2014-2026 Bibliotherapist in a private practice in Givatayim. Psychoanalytic psychotherapy with adults. Senior supervision of experienced therapists.
Dyadic therapy
Short-term mother-child and father-child psychoanalytic psychotherapy assumes that children develop specific types of relationships with each parent, as well as with the parenting couple. This model integrates an intra-psychic, object-relational view with an interpersonal perspective into the treatment of relational disturbances in childhood. The same therapist meets with the mother-child, father-child dyads on a weekly basis, along with regular meetings with the parental dyad. The model focuses on the developmentally pre-latency child's need for the active participation of both parents in the here-and-now shared experiences of the therapeutic process. The participants express, in interactions and in enactments, various contents and meanings of their specific patterns of relations. The therapist addresses the behaviours as well as the meanings of relations, thus promoting reflective understanding and experiential changes in self, other, and self-other relations. The child's active and different participation with each parent is the main change-promoting factor. The child uses mainly the medium of play to express his/her needs and to mobilize the therapist's help. The therapist's access to the different dyads is utilized to better understand the explicit and implicit relational themes. The therapist supports the co-construction of new and different behavior patterns and the co-creation of additional meanings to representations.
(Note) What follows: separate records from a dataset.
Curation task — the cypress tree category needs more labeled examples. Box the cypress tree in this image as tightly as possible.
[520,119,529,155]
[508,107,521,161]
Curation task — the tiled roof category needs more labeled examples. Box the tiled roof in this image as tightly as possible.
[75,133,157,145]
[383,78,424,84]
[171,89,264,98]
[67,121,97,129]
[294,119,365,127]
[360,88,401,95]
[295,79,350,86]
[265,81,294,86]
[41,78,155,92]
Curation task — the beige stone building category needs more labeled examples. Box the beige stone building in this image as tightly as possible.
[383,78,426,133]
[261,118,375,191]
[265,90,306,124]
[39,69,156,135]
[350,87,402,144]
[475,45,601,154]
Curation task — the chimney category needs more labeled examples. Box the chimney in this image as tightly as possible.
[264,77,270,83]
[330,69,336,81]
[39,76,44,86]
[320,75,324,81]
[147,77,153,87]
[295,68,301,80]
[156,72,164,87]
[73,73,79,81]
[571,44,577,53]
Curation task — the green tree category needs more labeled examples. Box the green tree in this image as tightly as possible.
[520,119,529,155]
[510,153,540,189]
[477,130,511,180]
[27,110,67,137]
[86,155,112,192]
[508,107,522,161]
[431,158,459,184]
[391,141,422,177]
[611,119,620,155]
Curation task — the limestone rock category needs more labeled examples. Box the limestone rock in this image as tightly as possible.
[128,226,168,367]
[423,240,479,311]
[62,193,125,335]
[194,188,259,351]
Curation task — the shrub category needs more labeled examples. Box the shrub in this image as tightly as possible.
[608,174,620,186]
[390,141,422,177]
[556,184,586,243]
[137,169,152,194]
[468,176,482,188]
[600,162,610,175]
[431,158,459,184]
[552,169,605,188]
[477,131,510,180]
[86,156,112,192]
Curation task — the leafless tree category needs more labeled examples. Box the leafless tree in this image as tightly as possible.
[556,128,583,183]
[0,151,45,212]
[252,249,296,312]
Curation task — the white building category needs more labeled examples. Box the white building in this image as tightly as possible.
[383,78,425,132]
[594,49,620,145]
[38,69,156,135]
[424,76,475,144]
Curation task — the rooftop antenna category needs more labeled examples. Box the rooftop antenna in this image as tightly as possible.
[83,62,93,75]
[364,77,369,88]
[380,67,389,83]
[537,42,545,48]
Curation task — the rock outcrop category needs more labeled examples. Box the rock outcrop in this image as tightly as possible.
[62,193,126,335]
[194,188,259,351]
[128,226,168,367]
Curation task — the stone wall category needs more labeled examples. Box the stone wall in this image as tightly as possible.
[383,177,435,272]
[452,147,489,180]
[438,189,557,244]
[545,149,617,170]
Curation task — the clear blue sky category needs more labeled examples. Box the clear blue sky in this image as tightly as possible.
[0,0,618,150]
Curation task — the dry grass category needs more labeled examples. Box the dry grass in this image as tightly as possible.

The setup fosters the child's active participation in each dyad's growth-promoting changes (Harel J, Kaplan H, Avimeir-Patt R, Ben-Aaron M, 2006)
The parent-child relationship is the patient
During dyadic therapy parent and child are in the therapy room at the same time; the object for treatment is the communication between them. The therapy method is based on the model developed by the late Dr. Miriam Ben Aharon at the University of Haifa. This is a short term, dynamic, analytic model to treat disorders between parent and child. This model is suitable for infants and young children. The model has a broad theoretical base and is nurtured by up–to-date developmental research of the “self“, the “other“ and their relationship. A central place in the therapy process is devoted to understanding the relationship between the child and each of his/her parents as a key to its improvement.